Anybody interested in knowing more about this exciting feature, how it has been done, and the future plans we have for it, should join the Falco Deep Dive Maintainers Track at KubeCon.
#4 Community Integrations
The new gRPC mechanism has enabled many third-party integrations with Falco. The Falco exporter is a tool that consumes Falco alerts and sends them to a Prometheus server. You can find a tutorial here.

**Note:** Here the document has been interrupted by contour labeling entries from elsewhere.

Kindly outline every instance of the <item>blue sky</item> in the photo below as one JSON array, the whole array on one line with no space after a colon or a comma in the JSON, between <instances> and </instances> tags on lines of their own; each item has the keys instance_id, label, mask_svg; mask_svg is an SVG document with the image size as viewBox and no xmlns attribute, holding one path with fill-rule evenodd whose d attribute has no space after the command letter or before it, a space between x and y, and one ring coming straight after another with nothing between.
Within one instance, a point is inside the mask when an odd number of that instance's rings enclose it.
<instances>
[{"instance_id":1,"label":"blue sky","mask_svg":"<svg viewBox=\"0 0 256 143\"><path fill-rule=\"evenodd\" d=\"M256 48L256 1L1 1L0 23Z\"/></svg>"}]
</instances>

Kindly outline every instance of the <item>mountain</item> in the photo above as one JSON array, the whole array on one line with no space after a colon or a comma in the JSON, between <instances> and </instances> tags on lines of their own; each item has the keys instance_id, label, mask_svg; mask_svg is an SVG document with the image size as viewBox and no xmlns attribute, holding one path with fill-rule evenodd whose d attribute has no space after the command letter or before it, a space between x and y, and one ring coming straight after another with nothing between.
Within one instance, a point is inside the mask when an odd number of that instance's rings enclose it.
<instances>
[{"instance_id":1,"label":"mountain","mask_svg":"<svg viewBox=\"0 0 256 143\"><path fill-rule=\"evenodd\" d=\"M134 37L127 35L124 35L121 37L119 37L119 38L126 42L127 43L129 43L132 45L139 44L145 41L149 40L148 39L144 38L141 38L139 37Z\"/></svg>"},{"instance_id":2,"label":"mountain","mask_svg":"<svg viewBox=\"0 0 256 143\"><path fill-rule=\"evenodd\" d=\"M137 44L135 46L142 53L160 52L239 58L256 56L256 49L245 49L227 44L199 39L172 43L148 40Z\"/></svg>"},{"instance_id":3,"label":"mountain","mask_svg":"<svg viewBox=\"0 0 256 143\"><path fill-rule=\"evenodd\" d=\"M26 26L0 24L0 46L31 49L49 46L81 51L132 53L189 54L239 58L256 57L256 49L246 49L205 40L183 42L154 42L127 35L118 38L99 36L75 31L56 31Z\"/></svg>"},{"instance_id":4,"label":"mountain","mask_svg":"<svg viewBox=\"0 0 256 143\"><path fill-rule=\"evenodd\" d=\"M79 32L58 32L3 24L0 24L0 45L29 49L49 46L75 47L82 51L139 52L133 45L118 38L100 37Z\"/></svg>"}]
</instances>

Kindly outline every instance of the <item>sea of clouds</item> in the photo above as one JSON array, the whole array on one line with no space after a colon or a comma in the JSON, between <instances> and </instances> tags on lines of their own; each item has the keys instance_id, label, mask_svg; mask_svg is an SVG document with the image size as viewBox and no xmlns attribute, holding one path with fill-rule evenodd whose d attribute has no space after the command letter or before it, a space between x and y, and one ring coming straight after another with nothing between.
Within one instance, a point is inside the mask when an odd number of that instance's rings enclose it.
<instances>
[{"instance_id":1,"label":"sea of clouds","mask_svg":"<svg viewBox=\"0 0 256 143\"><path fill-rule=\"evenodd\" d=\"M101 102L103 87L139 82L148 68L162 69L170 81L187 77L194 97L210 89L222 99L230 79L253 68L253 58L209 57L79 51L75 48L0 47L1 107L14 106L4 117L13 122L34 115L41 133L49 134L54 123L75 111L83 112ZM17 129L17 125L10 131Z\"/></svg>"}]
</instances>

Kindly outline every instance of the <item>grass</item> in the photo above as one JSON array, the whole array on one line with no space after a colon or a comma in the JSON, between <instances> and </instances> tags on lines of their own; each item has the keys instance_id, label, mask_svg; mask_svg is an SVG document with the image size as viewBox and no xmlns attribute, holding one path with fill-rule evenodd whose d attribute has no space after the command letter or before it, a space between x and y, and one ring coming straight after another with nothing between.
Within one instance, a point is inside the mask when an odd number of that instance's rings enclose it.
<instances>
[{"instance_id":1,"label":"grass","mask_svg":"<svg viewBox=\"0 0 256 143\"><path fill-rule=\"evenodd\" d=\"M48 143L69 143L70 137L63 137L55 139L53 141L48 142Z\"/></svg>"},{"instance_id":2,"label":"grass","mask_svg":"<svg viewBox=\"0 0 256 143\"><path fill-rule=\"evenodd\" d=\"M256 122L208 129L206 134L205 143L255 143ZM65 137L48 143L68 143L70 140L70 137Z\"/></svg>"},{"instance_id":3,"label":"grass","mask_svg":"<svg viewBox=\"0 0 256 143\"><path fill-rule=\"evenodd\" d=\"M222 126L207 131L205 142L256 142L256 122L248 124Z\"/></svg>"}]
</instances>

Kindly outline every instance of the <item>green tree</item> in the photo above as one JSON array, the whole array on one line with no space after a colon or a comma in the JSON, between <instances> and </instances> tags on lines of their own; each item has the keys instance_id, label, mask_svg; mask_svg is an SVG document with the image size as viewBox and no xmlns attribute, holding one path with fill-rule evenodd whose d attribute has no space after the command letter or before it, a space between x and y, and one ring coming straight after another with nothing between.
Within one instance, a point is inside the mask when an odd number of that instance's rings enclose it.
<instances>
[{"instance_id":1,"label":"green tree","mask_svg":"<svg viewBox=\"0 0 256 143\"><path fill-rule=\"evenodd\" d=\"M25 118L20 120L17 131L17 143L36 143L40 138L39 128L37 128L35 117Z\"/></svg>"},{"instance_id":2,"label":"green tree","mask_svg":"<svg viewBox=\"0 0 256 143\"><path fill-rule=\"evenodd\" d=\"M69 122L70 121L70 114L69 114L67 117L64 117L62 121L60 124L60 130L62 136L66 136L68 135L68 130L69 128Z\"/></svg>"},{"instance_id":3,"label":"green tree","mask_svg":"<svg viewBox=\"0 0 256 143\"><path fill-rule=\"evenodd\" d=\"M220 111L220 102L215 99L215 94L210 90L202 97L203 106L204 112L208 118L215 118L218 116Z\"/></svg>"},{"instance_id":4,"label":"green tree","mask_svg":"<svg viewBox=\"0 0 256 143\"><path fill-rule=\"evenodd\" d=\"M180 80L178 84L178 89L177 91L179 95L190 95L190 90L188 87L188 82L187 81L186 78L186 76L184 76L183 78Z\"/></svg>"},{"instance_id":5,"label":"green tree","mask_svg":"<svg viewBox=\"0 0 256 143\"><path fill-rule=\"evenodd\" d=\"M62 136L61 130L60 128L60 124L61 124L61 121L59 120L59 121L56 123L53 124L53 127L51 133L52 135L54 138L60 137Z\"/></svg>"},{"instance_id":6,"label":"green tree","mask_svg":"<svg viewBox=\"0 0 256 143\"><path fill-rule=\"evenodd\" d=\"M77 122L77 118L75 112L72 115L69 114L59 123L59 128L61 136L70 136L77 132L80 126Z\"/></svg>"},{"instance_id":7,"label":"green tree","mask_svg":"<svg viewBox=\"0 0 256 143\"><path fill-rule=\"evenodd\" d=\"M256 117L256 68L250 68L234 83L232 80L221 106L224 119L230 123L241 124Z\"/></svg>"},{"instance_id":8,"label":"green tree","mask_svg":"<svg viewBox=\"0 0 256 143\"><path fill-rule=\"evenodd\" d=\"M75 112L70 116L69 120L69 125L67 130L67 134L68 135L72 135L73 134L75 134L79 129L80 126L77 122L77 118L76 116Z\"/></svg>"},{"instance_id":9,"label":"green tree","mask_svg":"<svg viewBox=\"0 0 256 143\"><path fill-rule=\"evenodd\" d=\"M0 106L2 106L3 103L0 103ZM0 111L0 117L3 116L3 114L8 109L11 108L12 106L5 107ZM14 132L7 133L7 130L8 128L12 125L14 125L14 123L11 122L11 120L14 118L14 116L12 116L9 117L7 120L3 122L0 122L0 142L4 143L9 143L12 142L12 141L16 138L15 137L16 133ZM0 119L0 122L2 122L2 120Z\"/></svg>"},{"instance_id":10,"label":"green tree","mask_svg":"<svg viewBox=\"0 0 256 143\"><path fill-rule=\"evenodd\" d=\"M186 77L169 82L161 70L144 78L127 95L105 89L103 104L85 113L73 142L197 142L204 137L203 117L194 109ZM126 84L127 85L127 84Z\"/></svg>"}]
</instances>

- Slack, Rocketchat, Mattermost, Teams, Discord
- Datadog, AlertManager, Elasticsearch, Loki, NATS, Influxdb
- AWS Lambda, AWS SQS, Azure Event Hubs
- SMTP, Opsgenie, StatsD, DogStatsD
Falco has improved the experience for users installing via Helm. Helm customers can now use and visit our Helm repository. We’ve collected all the charts related to Falco (Falco, the exporter, and the sidekick) into one repo with a consistent coding style and release process.
Now, Falco can also be executed in Minikube; here is a tutorial on how to set it up.
#5 Falco Driver Improvement
The Falco driver is the heart of the entire system. We have re-engineered how we build and deploy the driver in Kubernetes to respect various Pod-Node security boundaries. We also pre-build drivers for well-known kernels.
Falco currently has three primary ways of tracing the Linux kernel
- Kernel module
- eBPF probe
- Our newest driver pdig
Different environments can take advantage of the different drivers. The latest driver is built on ptrace(2) and provides a way to run Falco without needing access to the host. The pdig driver uses CAP_SYS_PTRACE to trace the kernel from userspace. More information can be found here, and a working example of how to run this with AWS Fargate can be found here.
The Falco pipeline can best be seen in our GitHub milestones.
There are some exciting new features to come in the future. For one, we are working on ARM64 support! We are also looking at building out composable input mechanisms, like that of our gRPC output mechanism, for dynamically sending data to the Falco engine.
Please feel welcome in the community, and come join the party.